As some of you may have notied i havnt been posting much at the moment and the "project" i was planning to release has fallen way of track.

This next year i will be standing on my own 2 feet for the first time (which may not sound like much, but limited cash and M.E. means that this will be a tough year) and I will be completing the final year of my degree, so I've had to prioritise and this means most of my mantids are going.

This is my sort of fairwell to the mantis hobby for a little while. Quite simply, time is short and i dont have enough of it availible to me to carry on breeding on the level i have been for the last few years.

Anyway, i do intend to keep a few species going (gongylus, sybilla sp. and ceratomantis sp.) but the rest, i will be giving to a few close friends or selling, so keep an eye out on the for sale boards for them  

Finnaly, if i do owe you a favour for something in the past, dont think ive forgotten and if you think i have, feel free to call it in and ill see what i can do.

Well i guess thats it really, I'm pretty sure ill be here from time to time and i will continue to work on my project when i can.
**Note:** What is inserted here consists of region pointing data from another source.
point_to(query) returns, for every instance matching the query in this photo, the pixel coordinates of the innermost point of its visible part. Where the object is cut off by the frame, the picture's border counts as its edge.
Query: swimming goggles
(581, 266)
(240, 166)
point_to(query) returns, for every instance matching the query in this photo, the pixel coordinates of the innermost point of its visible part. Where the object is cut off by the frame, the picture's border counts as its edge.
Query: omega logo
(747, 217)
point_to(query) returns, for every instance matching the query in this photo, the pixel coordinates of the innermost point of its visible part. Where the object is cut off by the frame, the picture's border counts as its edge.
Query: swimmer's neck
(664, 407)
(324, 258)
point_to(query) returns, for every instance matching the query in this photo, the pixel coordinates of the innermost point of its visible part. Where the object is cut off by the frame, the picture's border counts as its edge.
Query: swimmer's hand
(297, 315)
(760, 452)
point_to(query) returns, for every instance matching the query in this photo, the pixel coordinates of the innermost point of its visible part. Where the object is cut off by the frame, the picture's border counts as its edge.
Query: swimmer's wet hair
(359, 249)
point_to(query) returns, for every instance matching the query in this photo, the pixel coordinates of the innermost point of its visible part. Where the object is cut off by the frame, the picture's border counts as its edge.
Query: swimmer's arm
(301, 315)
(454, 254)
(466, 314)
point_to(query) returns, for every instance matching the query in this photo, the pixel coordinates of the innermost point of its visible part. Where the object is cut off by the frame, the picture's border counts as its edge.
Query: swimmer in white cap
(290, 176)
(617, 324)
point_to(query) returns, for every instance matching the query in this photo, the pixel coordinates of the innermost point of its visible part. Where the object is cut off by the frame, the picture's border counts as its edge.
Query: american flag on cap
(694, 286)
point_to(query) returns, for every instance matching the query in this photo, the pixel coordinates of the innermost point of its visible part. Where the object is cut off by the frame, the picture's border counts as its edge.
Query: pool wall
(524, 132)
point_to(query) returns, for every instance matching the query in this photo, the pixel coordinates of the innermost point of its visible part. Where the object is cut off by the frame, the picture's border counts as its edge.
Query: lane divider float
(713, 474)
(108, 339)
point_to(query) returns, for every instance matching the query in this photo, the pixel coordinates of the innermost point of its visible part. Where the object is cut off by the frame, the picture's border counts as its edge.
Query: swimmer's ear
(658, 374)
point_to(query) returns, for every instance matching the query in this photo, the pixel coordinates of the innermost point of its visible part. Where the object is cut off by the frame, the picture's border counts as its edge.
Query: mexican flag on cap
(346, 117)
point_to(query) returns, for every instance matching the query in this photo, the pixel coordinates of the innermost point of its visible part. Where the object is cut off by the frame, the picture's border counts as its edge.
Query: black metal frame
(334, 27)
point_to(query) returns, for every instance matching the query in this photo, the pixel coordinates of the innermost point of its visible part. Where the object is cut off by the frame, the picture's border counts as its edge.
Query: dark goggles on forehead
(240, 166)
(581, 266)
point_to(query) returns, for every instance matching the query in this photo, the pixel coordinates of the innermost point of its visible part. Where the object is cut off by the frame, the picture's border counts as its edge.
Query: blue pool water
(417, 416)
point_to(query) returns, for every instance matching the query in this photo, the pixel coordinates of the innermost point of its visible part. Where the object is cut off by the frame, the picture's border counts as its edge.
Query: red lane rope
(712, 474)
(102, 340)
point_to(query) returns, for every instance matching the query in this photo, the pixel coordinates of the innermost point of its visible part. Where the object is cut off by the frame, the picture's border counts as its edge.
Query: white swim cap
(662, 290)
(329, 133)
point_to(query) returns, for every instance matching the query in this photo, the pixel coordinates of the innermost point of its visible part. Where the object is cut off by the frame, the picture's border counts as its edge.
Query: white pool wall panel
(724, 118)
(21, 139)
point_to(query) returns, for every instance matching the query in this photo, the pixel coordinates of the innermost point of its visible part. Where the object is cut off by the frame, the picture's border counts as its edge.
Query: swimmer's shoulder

Anyway, feel free to contact me if you ever need any help or advice.

So thats it, take care everyone and see you in a year.


----------



## Rob Byatt (Aug 24, 2006)

I know how you feel mate. We'll keep in touch as always. And don't drink too much at Uni or you'll end up loosing your mind like I did !

Take it easy fella, Rob.

ps. post this in the general discussions bit (this is non mantid stuff).


----------



## danswan (Aug 24, 2006)

> I will be completing the final year of my degree, so I've had to prioritise and this means most of my mantids are going.This is my sort of fairwell to the mantis hobby for a little while.


I've enjoyed your posts and contributions the last few years, Sheldon. I took a Hiatus of necessity myself, but returned, and and am confident that you'll likewise be back eventually.

Best of luck, Sheldon.


----------